Oracle has committed roughly $50 billion (£38 billion) in capital expenditure for fiscal 2026 alone. Wall Street analysts expect that level of spending to keep the company's cash flow negative for years, with returns on the investment unlikely before 2030.
Several US banks have already pulled back from financing Oracle's data centre projects, which have roughly doubled the company's borrowing costs, according to TD Cowen.
TD Cowen also flagged a potential sale of Cerner, Oracle's healthcare software unit, as another way to raise cash. Oracle acquired Cerner in 2022 for $28.3 billion (£21.2 billion).
Record Revenue, Record Cuts
These aren't the layoffs of a company in trouble. Oracle just posted its strongest quarter in 15 years. Q3 fiscal 2026 revenue hit $17.2 billion (£13 billion), up 22% year on year. Cloud revenue alone surged 44% to $8.9 billion (£6.6 billion), and cloud infrastructure revenue grew 84%.
Oracle's remaining performance obligations, essentially its contracted future revenue, stood at $553 billion (£415 billion), up 325% from a year ago.

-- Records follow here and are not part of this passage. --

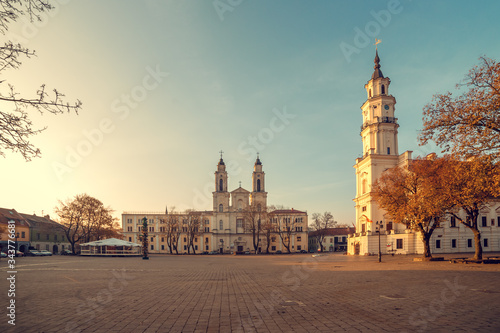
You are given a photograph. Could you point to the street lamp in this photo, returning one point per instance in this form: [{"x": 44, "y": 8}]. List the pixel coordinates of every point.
[{"x": 378, "y": 227}]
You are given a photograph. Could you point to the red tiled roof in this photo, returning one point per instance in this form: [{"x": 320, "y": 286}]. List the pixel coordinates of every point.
[{"x": 7, "y": 215}]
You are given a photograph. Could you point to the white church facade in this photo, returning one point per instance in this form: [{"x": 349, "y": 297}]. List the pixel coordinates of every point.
[
  {"x": 379, "y": 134},
  {"x": 225, "y": 228}
]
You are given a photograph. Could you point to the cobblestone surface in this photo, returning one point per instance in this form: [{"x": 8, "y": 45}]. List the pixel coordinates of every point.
[{"x": 280, "y": 293}]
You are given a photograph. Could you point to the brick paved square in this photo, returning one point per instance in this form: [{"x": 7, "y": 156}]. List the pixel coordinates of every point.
[{"x": 278, "y": 293}]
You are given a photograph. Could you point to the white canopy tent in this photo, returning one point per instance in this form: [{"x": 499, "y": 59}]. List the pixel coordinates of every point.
[{"x": 110, "y": 247}]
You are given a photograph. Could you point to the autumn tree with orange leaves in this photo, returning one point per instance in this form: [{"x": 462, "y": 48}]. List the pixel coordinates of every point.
[
  {"x": 469, "y": 186},
  {"x": 414, "y": 196},
  {"x": 468, "y": 124}
]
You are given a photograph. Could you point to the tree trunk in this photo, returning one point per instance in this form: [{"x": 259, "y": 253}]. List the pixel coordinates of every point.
[{"x": 478, "y": 255}]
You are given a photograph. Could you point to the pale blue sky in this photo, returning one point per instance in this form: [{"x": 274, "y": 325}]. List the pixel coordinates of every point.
[{"x": 227, "y": 79}]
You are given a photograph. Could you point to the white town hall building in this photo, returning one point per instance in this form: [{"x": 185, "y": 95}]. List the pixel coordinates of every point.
[{"x": 379, "y": 134}]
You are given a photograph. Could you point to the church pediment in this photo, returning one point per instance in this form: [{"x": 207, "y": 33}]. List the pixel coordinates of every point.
[{"x": 240, "y": 190}]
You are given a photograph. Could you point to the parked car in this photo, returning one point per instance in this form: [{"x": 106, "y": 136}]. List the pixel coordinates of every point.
[{"x": 34, "y": 253}]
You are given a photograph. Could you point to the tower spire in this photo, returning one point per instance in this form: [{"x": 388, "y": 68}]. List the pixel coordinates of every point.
[{"x": 377, "y": 73}]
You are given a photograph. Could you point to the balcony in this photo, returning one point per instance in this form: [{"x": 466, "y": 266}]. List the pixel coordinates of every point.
[{"x": 379, "y": 120}]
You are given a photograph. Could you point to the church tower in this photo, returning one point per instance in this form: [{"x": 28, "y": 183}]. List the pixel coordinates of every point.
[
  {"x": 379, "y": 136},
  {"x": 259, "y": 194},
  {"x": 221, "y": 195}
]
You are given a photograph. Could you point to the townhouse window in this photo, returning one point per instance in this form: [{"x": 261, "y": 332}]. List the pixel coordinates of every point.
[{"x": 399, "y": 243}]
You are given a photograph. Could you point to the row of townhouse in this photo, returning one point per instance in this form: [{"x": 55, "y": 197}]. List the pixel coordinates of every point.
[
  {"x": 225, "y": 228},
  {"x": 31, "y": 232}
]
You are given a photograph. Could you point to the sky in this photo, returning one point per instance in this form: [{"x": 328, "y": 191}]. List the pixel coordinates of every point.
[{"x": 166, "y": 85}]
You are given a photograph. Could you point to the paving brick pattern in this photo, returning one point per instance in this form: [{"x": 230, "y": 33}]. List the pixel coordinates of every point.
[{"x": 279, "y": 293}]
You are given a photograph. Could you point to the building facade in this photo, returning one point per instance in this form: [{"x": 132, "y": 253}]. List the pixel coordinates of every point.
[
  {"x": 231, "y": 224},
  {"x": 334, "y": 240},
  {"x": 46, "y": 234},
  {"x": 379, "y": 134}
]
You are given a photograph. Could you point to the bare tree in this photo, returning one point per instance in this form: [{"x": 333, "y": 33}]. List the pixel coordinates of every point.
[
  {"x": 84, "y": 218},
  {"x": 254, "y": 215},
  {"x": 285, "y": 222},
  {"x": 16, "y": 128}
]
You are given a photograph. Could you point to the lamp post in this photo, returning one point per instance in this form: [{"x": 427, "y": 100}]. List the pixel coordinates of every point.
[
  {"x": 379, "y": 226},
  {"x": 145, "y": 238}
]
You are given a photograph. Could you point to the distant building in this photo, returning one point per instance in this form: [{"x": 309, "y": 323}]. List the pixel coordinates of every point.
[
  {"x": 335, "y": 239},
  {"x": 21, "y": 227},
  {"x": 46, "y": 234},
  {"x": 224, "y": 229},
  {"x": 379, "y": 134}
]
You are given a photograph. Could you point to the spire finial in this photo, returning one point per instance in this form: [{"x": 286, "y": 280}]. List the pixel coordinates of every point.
[{"x": 377, "y": 73}]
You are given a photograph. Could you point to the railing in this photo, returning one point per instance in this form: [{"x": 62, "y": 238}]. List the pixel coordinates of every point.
[{"x": 378, "y": 120}]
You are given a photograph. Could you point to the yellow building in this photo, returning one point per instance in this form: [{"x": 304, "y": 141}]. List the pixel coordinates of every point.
[
  {"x": 15, "y": 231},
  {"x": 227, "y": 228}
]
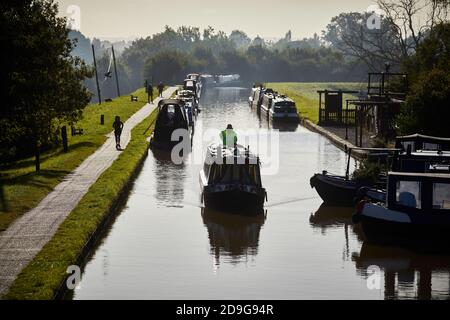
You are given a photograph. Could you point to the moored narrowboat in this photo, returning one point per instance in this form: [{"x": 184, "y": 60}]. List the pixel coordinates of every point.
[
  {"x": 171, "y": 116},
  {"x": 416, "y": 211}
]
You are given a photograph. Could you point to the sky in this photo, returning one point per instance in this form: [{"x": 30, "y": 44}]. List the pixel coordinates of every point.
[{"x": 268, "y": 19}]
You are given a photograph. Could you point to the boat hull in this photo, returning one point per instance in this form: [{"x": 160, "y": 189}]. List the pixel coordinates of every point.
[
  {"x": 335, "y": 190},
  {"x": 235, "y": 199},
  {"x": 387, "y": 227}
]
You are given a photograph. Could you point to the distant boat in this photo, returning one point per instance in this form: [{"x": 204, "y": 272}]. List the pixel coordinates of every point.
[
  {"x": 416, "y": 211},
  {"x": 231, "y": 180},
  {"x": 279, "y": 108},
  {"x": 339, "y": 190},
  {"x": 190, "y": 103},
  {"x": 171, "y": 116}
]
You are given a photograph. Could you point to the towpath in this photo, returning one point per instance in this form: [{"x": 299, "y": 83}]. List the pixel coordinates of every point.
[{"x": 28, "y": 234}]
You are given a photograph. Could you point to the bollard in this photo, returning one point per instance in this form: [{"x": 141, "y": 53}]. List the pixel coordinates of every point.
[{"x": 64, "y": 138}]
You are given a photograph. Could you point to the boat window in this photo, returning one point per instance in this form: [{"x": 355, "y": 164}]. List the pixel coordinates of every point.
[
  {"x": 441, "y": 196},
  {"x": 430, "y": 146},
  {"x": 405, "y": 145},
  {"x": 408, "y": 194}
]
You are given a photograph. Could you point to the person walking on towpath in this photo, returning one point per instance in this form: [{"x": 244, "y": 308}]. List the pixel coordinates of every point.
[
  {"x": 229, "y": 137},
  {"x": 160, "y": 88},
  {"x": 118, "y": 126},
  {"x": 149, "y": 93}
]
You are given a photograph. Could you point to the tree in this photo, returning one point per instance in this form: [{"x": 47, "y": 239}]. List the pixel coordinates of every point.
[
  {"x": 401, "y": 29},
  {"x": 427, "y": 107},
  {"x": 42, "y": 82}
]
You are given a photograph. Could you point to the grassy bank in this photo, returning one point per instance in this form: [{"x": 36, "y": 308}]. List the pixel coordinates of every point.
[
  {"x": 42, "y": 277},
  {"x": 23, "y": 189},
  {"x": 306, "y": 97}
]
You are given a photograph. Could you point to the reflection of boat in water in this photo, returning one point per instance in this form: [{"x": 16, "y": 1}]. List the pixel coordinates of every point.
[
  {"x": 171, "y": 117},
  {"x": 329, "y": 217},
  {"x": 169, "y": 179},
  {"x": 232, "y": 235},
  {"x": 231, "y": 180},
  {"x": 279, "y": 108},
  {"x": 407, "y": 275}
]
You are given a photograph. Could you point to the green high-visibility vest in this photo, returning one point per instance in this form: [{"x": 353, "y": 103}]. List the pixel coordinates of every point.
[{"x": 229, "y": 137}]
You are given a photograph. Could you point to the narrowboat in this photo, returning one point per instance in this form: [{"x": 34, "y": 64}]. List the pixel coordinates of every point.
[
  {"x": 416, "y": 211},
  {"x": 279, "y": 108},
  {"x": 191, "y": 104},
  {"x": 231, "y": 180},
  {"x": 257, "y": 95},
  {"x": 340, "y": 190},
  {"x": 417, "y": 142},
  {"x": 171, "y": 116},
  {"x": 192, "y": 85}
]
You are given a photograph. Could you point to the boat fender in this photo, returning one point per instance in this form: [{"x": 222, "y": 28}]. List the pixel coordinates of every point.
[
  {"x": 356, "y": 218},
  {"x": 312, "y": 181}
]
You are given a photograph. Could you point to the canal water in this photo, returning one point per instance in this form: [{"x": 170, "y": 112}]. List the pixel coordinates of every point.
[{"x": 164, "y": 245}]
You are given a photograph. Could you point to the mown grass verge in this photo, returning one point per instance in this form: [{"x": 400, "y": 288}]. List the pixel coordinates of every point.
[
  {"x": 42, "y": 278},
  {"x": 23, "y": 188},
  {"x": 306, "y": 97}
]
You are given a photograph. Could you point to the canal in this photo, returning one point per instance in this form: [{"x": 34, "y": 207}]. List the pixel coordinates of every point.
[{"x": 164, "y": 245}]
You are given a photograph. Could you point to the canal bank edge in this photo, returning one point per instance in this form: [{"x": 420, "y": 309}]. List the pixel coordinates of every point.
[
  {"x": 46, "y": 275},
  {"x": 334, "y": 139}
]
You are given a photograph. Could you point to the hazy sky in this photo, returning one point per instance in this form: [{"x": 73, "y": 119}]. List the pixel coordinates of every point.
[{"x": 122, "y": 18}]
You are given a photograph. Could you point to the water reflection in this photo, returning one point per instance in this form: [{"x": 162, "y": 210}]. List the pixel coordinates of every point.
[
  {"x": 169, "y": 180},
  {"x": 327, "y": 217},
  {"x": 282, "y": 126},
  {"x": 233, "y": 237},
  {"x": 406, "y": 274},
  {"x": 225, "y": 94}
]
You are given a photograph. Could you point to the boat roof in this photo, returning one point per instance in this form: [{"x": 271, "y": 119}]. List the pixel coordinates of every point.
[
  {"x": 428, "y": 153},
  {"x": 419, "y": 175},
  {"x": 418, "y": 136},
  {"x": 280, "y": 98},
  {"x": 238, "y": 152},
  {"x": 170, "y": 101},
  {"x": 186, "y": 93}
]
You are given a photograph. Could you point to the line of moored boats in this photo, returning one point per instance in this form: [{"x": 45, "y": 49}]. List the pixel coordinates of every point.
[{"x": 409, "y": 203}]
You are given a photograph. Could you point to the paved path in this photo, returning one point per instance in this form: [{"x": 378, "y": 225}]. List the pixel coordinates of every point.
[{"x": 29, "y": 233}]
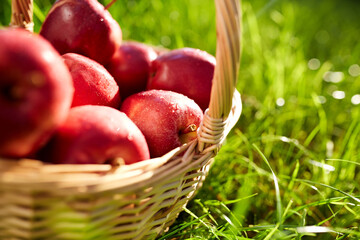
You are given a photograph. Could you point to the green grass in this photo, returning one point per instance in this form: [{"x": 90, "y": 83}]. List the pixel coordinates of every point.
[{"x": 290, "y": 169}]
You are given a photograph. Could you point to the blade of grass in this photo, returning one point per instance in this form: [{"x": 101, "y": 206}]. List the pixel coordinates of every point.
[{"x": 277, "y": 189}]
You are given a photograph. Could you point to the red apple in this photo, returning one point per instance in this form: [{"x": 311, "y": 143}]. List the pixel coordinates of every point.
[
  {"x": 130, "y": 67},
  {"x": 95, "y": 135},
  {"x": 92, "y": 82},
  {"x": 84, "y": 27},
  {"x": 187, "y": 70},
  {"x": 36, "y": 91},
  {"x": 167, "y": 119}
]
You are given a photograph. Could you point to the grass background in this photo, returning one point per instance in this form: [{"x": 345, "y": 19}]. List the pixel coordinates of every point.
[{"x": 290, "y": 168}]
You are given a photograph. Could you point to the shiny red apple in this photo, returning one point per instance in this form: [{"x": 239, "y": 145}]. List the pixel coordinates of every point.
[
  {"x": 167, "y": 119},
  {"x": 36, "y": 92},
  {"x": 92, "y": 82},
  {"x": 130, "y": 66},
  {"x": 187, "y": 70},
  {"x": 95, "y": 135},
  {"x": 84, "y": 27}
]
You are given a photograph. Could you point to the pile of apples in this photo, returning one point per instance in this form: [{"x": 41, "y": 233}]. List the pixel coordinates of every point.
[{"x": 76, "y": 93}]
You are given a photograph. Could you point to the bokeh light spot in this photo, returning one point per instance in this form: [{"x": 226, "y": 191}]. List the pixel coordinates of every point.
[
  {"x": 280, "y": 102},
  {"x": 314, "y": 64},
  {"x": 338, "y": 94},
  {"x": 334, "y": 77},
  {"x": 354, "y": 70}
]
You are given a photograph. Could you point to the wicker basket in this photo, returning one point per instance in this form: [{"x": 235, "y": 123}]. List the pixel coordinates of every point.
[{"x": 138, "y": 201}]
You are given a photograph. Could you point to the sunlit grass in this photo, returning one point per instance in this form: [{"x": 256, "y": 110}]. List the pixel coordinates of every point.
[{"x": 290, "y": 168}]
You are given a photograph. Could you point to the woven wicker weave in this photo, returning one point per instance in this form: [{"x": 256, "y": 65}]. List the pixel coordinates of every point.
[{"x": 138, "y": 201}]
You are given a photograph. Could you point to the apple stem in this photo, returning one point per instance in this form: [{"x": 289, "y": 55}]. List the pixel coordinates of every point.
[
  {"x": 110, "y": 4},
  {"x": 190, "y": 128}
]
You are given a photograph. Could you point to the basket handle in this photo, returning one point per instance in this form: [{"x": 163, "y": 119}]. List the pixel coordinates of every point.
[
  {"x": 22, "y": 14},
  {"x": 223, "y": 93}
]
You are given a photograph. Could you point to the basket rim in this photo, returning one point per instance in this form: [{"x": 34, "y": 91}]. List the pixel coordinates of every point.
[{"x": 32, "y": 174}]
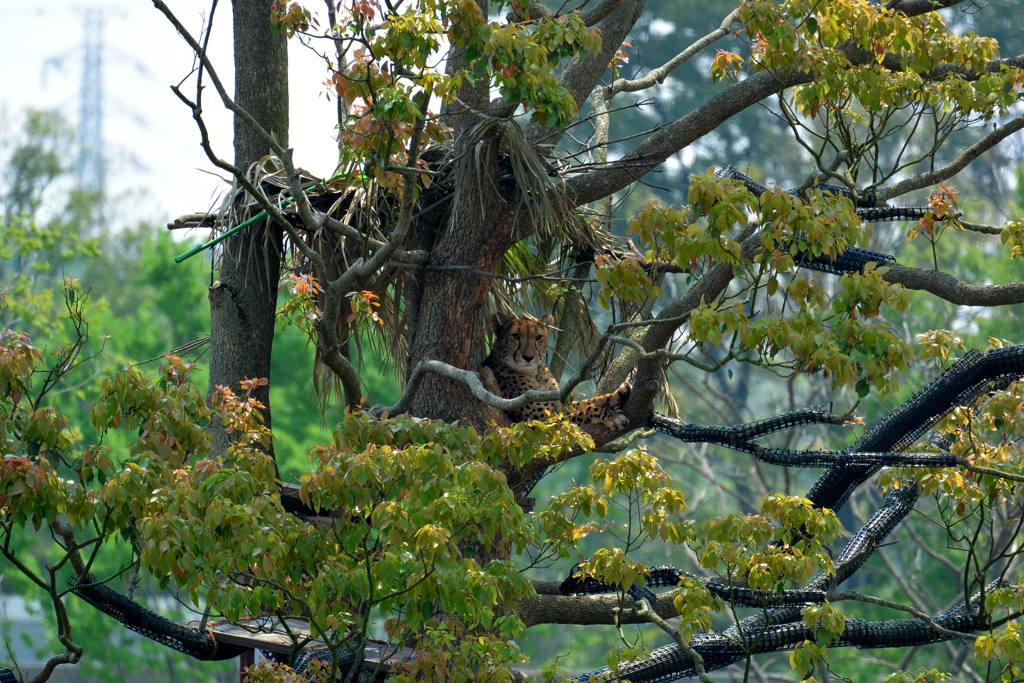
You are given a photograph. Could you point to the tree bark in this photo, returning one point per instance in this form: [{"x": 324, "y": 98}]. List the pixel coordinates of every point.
[
  {"x": 455, "y": 304},
  {"x": 244, "y": 300}
]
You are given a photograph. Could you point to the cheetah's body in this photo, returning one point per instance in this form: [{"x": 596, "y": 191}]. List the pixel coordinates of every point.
[{"x": 516, "y": 365}]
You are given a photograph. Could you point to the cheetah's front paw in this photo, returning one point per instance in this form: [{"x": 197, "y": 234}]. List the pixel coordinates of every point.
[{"x": 615, "y": 420}]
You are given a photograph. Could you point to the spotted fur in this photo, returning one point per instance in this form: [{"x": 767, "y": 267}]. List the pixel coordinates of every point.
[{"x": 516, "y": 365}]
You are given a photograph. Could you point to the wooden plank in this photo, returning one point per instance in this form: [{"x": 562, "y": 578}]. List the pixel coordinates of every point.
[{"x": 264, "y": 633}]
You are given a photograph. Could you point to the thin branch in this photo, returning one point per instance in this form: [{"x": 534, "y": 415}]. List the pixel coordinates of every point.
[
  {"x": 657, "y": 76},
  {"x": 955, "y": 166}
]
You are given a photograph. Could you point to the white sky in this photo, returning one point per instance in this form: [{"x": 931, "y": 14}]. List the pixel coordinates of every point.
[{"x": 152, "y": 140}]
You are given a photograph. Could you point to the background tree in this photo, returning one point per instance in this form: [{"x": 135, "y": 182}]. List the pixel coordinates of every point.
[{"x": 436, "y": 216}]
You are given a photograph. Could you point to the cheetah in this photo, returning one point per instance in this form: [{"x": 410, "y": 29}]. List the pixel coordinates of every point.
[{"x": 515, "y": 366}]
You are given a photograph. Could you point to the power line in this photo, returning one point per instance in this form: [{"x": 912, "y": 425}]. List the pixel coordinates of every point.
[{"x": 91, "y": 166}]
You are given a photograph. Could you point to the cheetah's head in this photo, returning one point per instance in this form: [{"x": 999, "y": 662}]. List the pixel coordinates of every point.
[{"x": 521, "y": 342}]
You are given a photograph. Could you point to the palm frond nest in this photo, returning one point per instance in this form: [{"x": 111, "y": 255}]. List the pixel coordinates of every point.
[{"x": 557, "y": 235}]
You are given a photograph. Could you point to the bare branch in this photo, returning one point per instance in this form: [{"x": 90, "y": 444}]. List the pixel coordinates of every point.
[
  {"x": 657, "y": 76},
  {"x": 591, "y": 609},
  {"x": 470, "y": 379},
  {"x": 955, "y": 166}
]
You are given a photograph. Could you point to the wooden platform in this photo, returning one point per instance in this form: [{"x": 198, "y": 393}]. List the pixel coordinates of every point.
[{"x": 267, "y": 633}]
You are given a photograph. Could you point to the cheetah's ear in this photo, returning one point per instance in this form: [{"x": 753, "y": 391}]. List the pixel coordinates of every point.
[{"x": 499, "y": 322}]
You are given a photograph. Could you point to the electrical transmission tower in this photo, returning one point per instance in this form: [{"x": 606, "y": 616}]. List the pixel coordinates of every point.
[{"x": 91, "y": 167}]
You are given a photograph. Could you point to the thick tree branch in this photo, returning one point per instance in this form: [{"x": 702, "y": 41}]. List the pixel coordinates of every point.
[
  {"x": 948, "y": 288},
  {"x": 645, "y": 610},
  {"x": 721, "y": 107},
  {"x": 591, "y": 609}
]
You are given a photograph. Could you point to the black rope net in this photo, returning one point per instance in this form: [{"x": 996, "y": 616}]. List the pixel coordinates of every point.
[
  {"x": 777, "y": 626},
  {"x": 195, "y": 643},
  {"x": 853, "y": 259},
  {"x": 718, "y": 650}
]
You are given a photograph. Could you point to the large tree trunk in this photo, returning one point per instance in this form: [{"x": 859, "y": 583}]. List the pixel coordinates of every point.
[
  {"x": 244, "y": 301},
  {"x": 455, "y": 303}
]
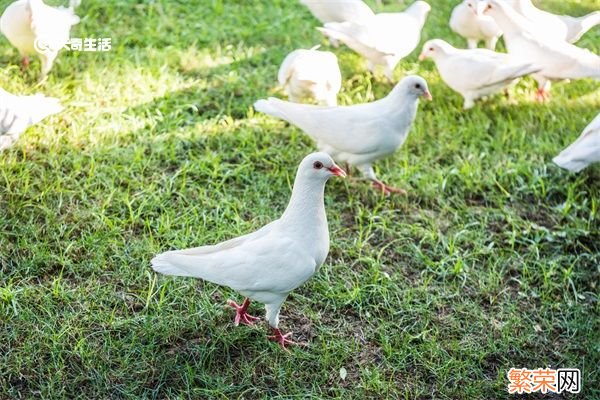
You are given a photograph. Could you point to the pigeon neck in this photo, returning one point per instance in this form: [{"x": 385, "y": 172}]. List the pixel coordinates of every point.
[{"x": 306, "y": 205}]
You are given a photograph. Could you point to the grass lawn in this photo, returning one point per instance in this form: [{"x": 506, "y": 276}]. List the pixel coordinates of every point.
[{"x": 492, "y": 261}]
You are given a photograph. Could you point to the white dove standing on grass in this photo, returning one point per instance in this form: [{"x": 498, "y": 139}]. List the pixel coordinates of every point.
[
  {"x": 359, "y": 134},
  {"x": 582, "y": 152},
  {"x": 562, "y": 27},
  {"x": 311, "y": 74},
  {"x": 467, "y": 19},
  {"x": 556, "y": 59},
  {"x": 36, "y": 28},
  {"x": 338, "y": 11},
  {"x": 17, "y": 113},
  {"x": 475, "y": 73},
  {"x": 383, "y": 39},
  {"x": 268, "y": 264}
]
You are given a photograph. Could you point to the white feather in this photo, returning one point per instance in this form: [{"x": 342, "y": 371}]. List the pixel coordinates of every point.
[
  {"x": 17, "y": 113},
  {"x": 357, "y": 134},
  {"x": 562, "y": 27},
  {"x": 267, "y": 264},
  {"x": 383, "y": 39},
  {"x": 338, "y": 10},
  {"x": 36, "y": 28},
  {"x": 584, "y": 151},
  {"x": 467, "y": 19},
  {"x": 311, "y": 74},
  {"x": 475, "y": 73},
  {"x": 557, "y": 59}
]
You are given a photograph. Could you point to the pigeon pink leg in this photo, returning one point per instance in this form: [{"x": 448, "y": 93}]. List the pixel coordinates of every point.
[
  {"x": 281, "y": 338},
  {"x": 25, "y": 62},
  {"x": 240, "y": 313},
  {"x": 542, "y": 95},
  {"x": 385, "y": 189}
]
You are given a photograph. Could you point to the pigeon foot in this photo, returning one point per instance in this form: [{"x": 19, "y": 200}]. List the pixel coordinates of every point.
[
  {"x": 281, "y": 338},
  {"x": 385, "y": 189},
  {"x": 240, "y": 313}
]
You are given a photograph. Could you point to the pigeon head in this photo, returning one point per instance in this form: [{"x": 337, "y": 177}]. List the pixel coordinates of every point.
[
  {"x": 493, "y": 7},
  {"x": 477, "y": 7},
  {"x": 413, "y": 86},
  {"x": 319, "y": 166},
  {"x": 434, "y": 49},
  {"x": 419, "y": 8}
]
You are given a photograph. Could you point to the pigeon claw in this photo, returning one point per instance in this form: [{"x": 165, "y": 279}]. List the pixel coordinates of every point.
[
  {"x": 281, "y": 338},
  {"x": 385, "y": 189},
  {"x": 240, "y": 313}
]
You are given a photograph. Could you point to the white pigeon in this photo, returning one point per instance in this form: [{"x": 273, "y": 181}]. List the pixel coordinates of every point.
[
  {"x": 311, "y": 74},
  {"x": 36, "y": 28},
  {"x": 268, "y": 264},
  {"x": 383, "y": 39},
  {"x": 556, "y": 59},
  {"x": 357, "y": 134},
  {"x": 17, "y": 113},
  {"x": 562, "y": 27},
  {"x": 582, "y": 152},
  {"x": 475, "y": 73},
  {"x": 467, "y": 19},
  {"x": 338, "y": 10}
]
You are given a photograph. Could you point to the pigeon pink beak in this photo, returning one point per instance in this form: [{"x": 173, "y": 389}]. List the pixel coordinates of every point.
[{"x": 337, "y": 171}]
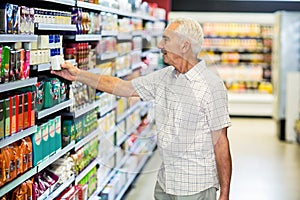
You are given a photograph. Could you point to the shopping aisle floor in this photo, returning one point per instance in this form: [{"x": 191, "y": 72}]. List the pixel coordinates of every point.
[{"x": 264, "y": 168}]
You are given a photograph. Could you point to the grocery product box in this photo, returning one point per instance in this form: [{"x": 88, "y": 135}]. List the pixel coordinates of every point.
[
  {"x": 58, "y": 136},
  {"x": 37, "y": 146},
  {"x": 2, "y": 119},
  {"x": 51, "y": 139},
  {"x": 9, "y": 18},
  {"x": 45, "y": 140}
]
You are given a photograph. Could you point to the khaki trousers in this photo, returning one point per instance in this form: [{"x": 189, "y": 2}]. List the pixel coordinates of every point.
[{"x": 209, "y": 194}]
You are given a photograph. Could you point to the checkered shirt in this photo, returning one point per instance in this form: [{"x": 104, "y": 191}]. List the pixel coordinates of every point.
[{"x": 188, "y": 107}]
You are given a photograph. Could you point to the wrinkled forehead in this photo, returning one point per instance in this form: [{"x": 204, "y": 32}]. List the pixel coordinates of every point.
[{"x": 171, "y": 31}]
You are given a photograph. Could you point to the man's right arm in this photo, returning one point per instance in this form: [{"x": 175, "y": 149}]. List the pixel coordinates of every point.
[{"x": 109, "y": 84}]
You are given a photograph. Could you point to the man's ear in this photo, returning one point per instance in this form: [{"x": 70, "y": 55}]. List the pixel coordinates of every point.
[{"x": 186, "y": 46}]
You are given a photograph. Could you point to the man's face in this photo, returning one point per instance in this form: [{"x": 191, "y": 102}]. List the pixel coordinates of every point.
[{"x": 170, "y": 45}]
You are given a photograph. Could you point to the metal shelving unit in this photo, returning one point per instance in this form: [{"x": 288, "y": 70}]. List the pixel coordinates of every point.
[
  {"x": 55, "y": 27},
  {"x": 7, "y": 38},
  {"x": 17, "y": 136},
  {"x": 55, "y": 157},
  {"x": 61, "y": 188},
  {"x": 17, "y": 84},
  {"x": 86, "y": 108},
  {"x": 86, "y": 139},
  {"x": 86, "y": 170},
  {"x": 43, "y": 113},
  {"x": 14, "y": 183}
]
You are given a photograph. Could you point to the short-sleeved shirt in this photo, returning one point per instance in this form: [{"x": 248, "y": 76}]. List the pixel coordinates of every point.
[{"x": 188, "y": 107}]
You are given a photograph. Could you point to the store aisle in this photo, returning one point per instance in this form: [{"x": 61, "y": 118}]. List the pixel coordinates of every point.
[{"x": 263, "y": 167}]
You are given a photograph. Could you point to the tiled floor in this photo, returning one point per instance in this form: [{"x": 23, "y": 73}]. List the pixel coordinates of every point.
[{"x": 264, "y": 168}]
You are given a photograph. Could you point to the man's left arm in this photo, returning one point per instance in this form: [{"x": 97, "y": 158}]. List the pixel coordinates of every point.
[{"x": 223, "y": 161}]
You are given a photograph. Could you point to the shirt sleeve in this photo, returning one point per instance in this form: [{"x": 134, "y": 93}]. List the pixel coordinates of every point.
[
  {"x": 218, "y": 115},
  {"x": 146, "y": 86}
]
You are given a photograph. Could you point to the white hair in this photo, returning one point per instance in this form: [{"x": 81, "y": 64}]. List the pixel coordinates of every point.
[{"x": 192, "y": 30}]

However, on the same earnings call where those numbers were announced, Chairman and Chief Technology Officer Larry Ellison said AI code generation was enabling Oracle to 'build more software in less time with fewer people.' The company, he added, was 'restructuring product development teams into smaller, more agile and productive groups.'
A Pattern Across Big Tech
Oracle's reported plans would dwarf every other tech layoff this year. Amazon currently holds the 2026 record with 16,000 job cuts. Block, led by CEO Jack Dorsey, slashed 40% of its workforce, or roughly 4,000 positions. Meta cut about 1,500 staff from its Reality Labs division.
Across the industry, more than 55,000 tech workers have lost their jobs in 2026 so far, spread across 168 companies, according to layoff tracker TrueUp.io. AI played a role in roughly one in five of those cuts. If Oracle's reported plans go through, the total could jump by more than half in a single announcement.
What This Means for the Tech Workforce
Oracle hasn't publicly confirmed the reported layoffs. Executives and spokespeople didn't address the cuts during the Q3 earnings call. But the company has already told internal teams it would reassess open positions in its cloud division and evaluate which roles are still necessary.
If the cuts go ahead, they won't be Oracle's first major reduction. The company eliminated around 10,000 positions in late 2025 as part of a $1.6 billion (£1.2 billion) restructuring plan.
For workers in enterprise tech, the message is becoming hard to ignore. Companies posting record cloud revenue and booking hundreds of billions in future contracts are still choosing to cut tens of thousands of jobs to fund AI infrastructure.
The growth isn't saving jobs. It's replacing them.